Hacker News new | past | comments | ask | show | jobs | submit login

Funny how Slovene seems to tick all the complications checkboxes :D We have 4 grammatical numbers (singular, dual, plural for 3 and 4, plural for 5 and above), they repeat at mod 100 (so 101 is singular, 102 dual,…), it's an inflectional language with 3 grammatical genders, sentence should take a different form depending on whether the user is male or female,…



I was just trying to think of how it would work out in Polish....

directory is "katalog" in Polish, and it would be:

1 katalog

2 katalogi

3 katalogi

4 katalogi

5 katalogów

6 katalogów

....(it doesn't change for any number greater than 5)

But if you wanted to say "X files were found in Y directories" then you would have to say:

....1 katalogu

....2 katalogach

....3 katalogach

....1000 katalogów

(for 1001 even I am not sure if you should say katalogów or katalogach, both sound correct to me)

...and again, the whole thing changes depending on the speaker being male/female + singular/plural("I have found"/"we have found").

Compared to the grammar of Slavic languages, English is super easy.


> Compared to the grammar of Slavic languages, English is super easy.

And thus is solved the mystery all us Slavic speakers have such good English. Especially on the online. Because nobody had the guts to localize to our languages.

If they did localize to our languages "Omg this looks weird and smells off", we all cried. And switched our interfaces to English.
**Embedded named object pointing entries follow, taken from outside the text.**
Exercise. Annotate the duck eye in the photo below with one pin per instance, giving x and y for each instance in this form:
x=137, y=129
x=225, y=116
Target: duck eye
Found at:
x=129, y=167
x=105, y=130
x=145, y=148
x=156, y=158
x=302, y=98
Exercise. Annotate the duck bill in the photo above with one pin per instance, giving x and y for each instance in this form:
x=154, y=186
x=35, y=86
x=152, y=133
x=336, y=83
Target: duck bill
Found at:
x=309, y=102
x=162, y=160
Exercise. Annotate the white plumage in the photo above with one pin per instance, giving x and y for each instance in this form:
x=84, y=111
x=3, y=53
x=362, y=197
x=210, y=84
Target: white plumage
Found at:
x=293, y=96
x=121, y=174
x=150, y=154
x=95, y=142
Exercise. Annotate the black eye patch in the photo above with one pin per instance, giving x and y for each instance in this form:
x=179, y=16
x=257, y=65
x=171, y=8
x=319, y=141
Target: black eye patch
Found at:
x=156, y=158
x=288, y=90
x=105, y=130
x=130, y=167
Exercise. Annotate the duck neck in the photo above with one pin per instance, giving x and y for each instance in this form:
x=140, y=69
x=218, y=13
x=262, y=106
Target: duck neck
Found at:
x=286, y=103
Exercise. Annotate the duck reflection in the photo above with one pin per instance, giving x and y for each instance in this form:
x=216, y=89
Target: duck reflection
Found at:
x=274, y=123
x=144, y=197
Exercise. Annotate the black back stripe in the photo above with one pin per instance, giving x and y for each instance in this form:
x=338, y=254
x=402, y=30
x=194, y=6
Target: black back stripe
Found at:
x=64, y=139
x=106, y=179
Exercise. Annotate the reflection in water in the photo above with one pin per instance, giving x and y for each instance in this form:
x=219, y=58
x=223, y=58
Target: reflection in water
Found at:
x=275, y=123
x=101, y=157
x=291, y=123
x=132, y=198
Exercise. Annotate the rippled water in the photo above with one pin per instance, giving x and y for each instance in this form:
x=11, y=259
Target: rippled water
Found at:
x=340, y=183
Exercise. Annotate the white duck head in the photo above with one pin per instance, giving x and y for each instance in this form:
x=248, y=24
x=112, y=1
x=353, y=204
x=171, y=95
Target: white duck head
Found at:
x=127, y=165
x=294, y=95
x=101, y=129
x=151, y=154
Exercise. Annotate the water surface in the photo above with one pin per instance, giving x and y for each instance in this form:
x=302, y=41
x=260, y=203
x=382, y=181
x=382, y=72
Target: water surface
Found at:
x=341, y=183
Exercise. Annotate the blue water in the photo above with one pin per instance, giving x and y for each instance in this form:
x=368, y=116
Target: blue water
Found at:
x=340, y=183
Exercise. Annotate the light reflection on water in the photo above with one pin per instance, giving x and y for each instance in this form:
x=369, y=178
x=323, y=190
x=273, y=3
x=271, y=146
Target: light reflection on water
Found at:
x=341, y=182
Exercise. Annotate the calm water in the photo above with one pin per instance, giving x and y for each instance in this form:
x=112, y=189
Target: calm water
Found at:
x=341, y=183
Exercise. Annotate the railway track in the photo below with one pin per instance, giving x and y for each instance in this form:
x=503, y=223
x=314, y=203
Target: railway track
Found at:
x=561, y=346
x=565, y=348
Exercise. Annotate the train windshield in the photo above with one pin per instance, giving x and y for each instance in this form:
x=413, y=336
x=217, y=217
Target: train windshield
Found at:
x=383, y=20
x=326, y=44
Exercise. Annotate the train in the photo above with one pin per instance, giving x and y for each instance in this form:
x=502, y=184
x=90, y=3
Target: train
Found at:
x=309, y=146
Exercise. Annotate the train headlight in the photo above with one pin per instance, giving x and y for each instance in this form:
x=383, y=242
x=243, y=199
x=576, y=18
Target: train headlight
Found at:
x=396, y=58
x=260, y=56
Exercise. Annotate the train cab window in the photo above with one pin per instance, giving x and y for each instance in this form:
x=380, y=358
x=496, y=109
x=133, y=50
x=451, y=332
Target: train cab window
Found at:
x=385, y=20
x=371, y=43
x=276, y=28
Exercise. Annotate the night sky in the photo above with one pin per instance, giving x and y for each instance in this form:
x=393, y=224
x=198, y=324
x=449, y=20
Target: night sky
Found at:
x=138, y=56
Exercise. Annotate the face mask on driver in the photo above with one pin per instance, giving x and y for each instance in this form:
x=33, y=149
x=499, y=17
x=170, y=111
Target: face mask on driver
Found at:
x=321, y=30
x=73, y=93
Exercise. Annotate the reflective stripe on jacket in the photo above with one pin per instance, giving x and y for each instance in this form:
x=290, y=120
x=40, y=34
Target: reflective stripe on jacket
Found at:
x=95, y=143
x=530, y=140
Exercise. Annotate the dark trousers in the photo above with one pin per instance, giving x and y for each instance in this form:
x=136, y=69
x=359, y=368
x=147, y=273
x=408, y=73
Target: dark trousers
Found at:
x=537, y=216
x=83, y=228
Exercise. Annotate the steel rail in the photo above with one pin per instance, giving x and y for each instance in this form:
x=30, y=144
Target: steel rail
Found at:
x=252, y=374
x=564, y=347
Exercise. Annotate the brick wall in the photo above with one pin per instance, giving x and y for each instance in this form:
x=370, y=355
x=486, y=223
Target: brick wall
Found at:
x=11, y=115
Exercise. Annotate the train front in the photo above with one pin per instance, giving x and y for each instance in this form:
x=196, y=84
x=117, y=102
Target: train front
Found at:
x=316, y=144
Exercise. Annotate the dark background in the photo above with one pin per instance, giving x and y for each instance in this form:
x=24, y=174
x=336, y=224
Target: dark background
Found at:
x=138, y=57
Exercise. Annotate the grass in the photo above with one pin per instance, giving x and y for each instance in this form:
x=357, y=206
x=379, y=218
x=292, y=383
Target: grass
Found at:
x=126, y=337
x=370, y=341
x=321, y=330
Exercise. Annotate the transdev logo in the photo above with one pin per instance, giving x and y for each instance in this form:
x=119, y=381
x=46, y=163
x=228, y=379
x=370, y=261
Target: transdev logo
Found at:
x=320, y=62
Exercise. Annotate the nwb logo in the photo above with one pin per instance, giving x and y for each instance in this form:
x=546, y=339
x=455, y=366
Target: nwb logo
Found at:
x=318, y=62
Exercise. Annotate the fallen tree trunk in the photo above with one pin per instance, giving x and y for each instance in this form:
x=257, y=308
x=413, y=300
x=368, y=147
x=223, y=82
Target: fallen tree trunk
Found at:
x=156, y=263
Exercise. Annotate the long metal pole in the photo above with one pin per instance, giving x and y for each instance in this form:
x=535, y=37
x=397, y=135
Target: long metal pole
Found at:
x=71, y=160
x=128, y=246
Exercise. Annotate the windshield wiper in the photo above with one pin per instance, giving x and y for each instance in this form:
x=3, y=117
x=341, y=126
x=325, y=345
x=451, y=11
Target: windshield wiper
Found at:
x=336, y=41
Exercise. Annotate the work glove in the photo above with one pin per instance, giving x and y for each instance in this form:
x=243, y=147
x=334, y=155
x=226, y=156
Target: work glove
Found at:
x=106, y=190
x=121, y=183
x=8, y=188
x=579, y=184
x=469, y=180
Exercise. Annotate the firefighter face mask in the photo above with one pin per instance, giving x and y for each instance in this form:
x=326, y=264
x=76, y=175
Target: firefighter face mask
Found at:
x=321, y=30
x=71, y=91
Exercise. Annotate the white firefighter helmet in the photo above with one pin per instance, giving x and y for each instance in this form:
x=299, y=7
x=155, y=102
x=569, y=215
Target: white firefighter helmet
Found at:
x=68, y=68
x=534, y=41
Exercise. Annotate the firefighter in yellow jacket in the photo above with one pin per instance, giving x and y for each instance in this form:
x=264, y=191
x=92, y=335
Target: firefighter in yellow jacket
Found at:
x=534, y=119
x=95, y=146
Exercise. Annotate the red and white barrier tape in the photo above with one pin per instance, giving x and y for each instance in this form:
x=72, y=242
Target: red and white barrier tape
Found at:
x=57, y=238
Admit it, you did this in High School or even Middle School because the <insert slavic language> translation just didn't make sense.
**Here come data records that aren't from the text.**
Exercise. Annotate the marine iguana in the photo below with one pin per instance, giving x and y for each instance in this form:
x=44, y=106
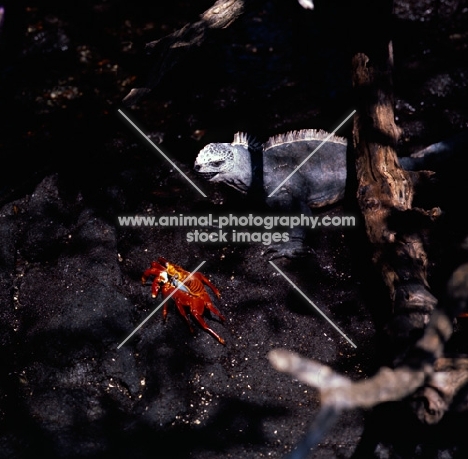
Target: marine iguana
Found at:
x=319, y=181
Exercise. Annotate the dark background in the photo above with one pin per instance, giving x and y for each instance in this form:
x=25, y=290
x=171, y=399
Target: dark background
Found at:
x=70, y=275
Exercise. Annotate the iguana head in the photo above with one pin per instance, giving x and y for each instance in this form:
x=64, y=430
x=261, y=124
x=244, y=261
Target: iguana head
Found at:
x=226, y=163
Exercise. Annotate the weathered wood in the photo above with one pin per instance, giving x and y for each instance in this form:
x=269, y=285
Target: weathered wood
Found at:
x=175, y=47
x=385, y=194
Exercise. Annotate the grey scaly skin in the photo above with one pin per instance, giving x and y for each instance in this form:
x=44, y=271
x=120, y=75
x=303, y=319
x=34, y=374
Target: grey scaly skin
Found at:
x=319, y=182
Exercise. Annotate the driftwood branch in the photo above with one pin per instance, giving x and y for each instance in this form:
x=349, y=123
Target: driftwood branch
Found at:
x=385, y=194
x=175, y=47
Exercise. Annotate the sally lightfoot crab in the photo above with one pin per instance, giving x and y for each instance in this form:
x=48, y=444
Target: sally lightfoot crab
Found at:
x=169, y=278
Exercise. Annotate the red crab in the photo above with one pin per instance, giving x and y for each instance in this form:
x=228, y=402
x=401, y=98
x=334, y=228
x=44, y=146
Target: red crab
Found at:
x=192, y=294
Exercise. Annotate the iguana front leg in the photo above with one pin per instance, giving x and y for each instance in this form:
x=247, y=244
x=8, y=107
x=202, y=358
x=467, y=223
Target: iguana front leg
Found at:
x=295, y=247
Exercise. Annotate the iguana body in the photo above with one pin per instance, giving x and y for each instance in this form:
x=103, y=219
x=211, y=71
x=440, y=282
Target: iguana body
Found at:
x=318, y=181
And so all of us who are now in a position to localize these interfaces don't because it seems silly and pointless.

We come full circle. Younglings after us use computers in English because no good localization exists.


Yeah. I remember being a kid and HATING Polish translations of English games. Even though I barely knew any English playing any game in Polish just felt wrong. Nowadays I think it just felt more mysterious and interesting if apart from being difficult, the game was in a language I couldn't fully understand. But yeah, it contributed massively to me learning English, so it was definitely a good thing. But I also know what you mean - I wouldn't translate my programs to Polish unless I had to, because it just feels wrong to have them in my native tongue.
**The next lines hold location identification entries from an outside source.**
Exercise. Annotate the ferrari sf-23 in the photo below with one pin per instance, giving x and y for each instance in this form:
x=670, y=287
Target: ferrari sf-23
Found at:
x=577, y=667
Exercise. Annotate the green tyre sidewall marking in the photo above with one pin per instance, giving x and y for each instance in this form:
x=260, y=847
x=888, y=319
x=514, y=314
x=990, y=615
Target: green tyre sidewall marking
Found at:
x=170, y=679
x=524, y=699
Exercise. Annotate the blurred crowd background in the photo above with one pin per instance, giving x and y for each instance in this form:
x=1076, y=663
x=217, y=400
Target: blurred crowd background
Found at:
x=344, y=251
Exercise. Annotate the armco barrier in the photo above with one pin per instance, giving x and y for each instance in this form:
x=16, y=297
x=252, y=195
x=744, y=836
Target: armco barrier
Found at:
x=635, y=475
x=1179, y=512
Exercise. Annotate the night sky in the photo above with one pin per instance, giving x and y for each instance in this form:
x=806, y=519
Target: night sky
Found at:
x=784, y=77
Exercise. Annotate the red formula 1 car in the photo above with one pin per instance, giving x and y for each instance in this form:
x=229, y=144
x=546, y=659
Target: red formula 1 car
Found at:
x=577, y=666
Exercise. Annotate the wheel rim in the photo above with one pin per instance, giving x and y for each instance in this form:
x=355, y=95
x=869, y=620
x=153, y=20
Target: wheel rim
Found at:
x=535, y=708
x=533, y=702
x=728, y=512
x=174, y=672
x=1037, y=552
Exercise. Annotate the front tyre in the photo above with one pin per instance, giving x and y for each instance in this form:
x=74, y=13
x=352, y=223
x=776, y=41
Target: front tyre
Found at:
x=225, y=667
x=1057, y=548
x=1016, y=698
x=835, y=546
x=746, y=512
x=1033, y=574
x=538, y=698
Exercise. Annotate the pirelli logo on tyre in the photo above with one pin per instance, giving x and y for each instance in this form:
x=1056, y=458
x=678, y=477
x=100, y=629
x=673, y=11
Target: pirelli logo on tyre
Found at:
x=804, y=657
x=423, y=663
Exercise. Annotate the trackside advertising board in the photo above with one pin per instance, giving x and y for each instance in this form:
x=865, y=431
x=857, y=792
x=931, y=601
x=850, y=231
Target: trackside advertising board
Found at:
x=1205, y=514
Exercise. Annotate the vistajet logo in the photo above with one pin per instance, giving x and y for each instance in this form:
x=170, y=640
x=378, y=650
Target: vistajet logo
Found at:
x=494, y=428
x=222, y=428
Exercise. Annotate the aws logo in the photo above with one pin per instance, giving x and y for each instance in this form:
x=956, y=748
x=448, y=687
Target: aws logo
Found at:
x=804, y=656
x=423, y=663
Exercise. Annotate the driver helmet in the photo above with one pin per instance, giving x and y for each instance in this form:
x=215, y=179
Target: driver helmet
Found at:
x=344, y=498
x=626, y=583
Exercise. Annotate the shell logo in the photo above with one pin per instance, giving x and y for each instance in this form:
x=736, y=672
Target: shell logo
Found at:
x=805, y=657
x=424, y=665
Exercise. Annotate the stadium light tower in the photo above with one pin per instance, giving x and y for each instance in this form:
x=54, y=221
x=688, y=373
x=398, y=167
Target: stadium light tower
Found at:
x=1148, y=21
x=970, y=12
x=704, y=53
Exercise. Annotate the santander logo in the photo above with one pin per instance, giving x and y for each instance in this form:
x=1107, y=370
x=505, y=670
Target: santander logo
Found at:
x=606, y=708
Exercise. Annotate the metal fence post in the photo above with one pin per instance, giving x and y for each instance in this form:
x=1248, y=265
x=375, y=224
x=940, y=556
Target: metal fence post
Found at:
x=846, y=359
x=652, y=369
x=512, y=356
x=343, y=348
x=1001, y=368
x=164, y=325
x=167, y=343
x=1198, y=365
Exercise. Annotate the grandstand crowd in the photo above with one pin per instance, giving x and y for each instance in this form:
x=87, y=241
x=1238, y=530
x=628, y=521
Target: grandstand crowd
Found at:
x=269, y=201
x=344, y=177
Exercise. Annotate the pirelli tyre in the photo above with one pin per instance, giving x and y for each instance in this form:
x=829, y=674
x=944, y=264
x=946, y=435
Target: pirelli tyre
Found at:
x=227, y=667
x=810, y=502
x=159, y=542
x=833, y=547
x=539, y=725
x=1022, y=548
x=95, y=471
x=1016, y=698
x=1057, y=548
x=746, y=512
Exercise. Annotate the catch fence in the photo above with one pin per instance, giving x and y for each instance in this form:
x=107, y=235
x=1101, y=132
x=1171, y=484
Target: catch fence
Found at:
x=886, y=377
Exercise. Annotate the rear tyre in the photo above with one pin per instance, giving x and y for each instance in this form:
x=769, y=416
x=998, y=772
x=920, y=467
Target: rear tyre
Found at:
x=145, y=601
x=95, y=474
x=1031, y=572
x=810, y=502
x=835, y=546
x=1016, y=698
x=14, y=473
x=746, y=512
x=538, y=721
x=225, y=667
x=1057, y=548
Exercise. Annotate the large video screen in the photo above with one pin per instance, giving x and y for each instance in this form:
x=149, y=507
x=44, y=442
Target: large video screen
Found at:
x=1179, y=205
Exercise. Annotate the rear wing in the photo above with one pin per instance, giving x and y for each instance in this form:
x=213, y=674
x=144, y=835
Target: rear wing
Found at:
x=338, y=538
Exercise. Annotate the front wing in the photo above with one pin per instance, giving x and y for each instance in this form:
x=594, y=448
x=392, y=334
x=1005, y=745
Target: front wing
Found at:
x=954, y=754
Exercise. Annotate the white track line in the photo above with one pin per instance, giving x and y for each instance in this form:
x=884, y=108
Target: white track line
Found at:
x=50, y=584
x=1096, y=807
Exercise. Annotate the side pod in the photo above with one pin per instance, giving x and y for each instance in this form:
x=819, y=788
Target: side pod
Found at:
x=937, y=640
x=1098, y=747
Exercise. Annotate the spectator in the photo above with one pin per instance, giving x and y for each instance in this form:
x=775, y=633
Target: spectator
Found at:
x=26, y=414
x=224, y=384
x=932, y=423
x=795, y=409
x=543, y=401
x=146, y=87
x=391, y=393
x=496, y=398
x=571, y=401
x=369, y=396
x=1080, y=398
I think the poor understanding of English was part of the problem. We didn't understand, we just knew that you found what you need when you click "Insert" or whatever. To us "insert" didn't mean insert, it meant "That menu where you find an Image to put in your document".

In our mind the English word and its native translation have semantically different meanings. I discover this problem a lot now that I'm older. I understand the words and their translations, but they still mean semantically different things to me in different languages.

The funniest part is how when I'm in the US I know all the English words for pots and pans and stuff, but when I'm home in Slovenia and my girlfriend is here, it becomes almost impossible to translate. Because in Slovenia the pots and pans have Slovenian names, in the US they have English names. And to me those are completely different.


> In our mind the English word and its native translation have semantically different meanings.

Because they quite often have (I'd wager that more often than not).

To use your example, English "Insert" cuts through a different part of concept-space than Polish "Wstaw" (which is what usually ends up as a menu label). It's a fine translation up until you ask to insert a DVD - now you should say "Wsuń" or "Włóż".

And I don't think this is a problem. As I grow older I realize that this is how it should be. Personally, I think that the moment you stop mapping words from new language to the words of your native is when you actually start to be proficient in the language you're learning. Having mappings like "fork" -> "widelec" -> "<that pointy metal thing you use to eat>" in your head is totally wrong way to use the language. "fork" and "widelec" are two different labels referring to two different areas of concept-space, that happen to intersect somewhere in the area where you think about eating utensils.

That's why I keep my internal monologue (and speech, if people I'm talking with don't mind) switching constantly between English and Polish - there are concepts I can express with one language that I can't express in another, and any attempt at translation feels like lossy compression.

(and then I get tons of hate for occasionally saying "robi sens" instead of "ma sens"; I know what the proper translation of "makes sense" is, but the Polish expression emphasizes 'sense' as a property of things while English shows it as something that can be produced, and sometimes the idea I want to express is closer to the English than Polish version)


I agree completely.

The problem arises when your girlfriend (or friend or whatever) visits you in the homeland and you suddenly find yourself struggling to find words because many of the things at home don't have English names. It becomes even worse when you have to act as translator between them and your family who doesn't speak English or doesn't speak it as well.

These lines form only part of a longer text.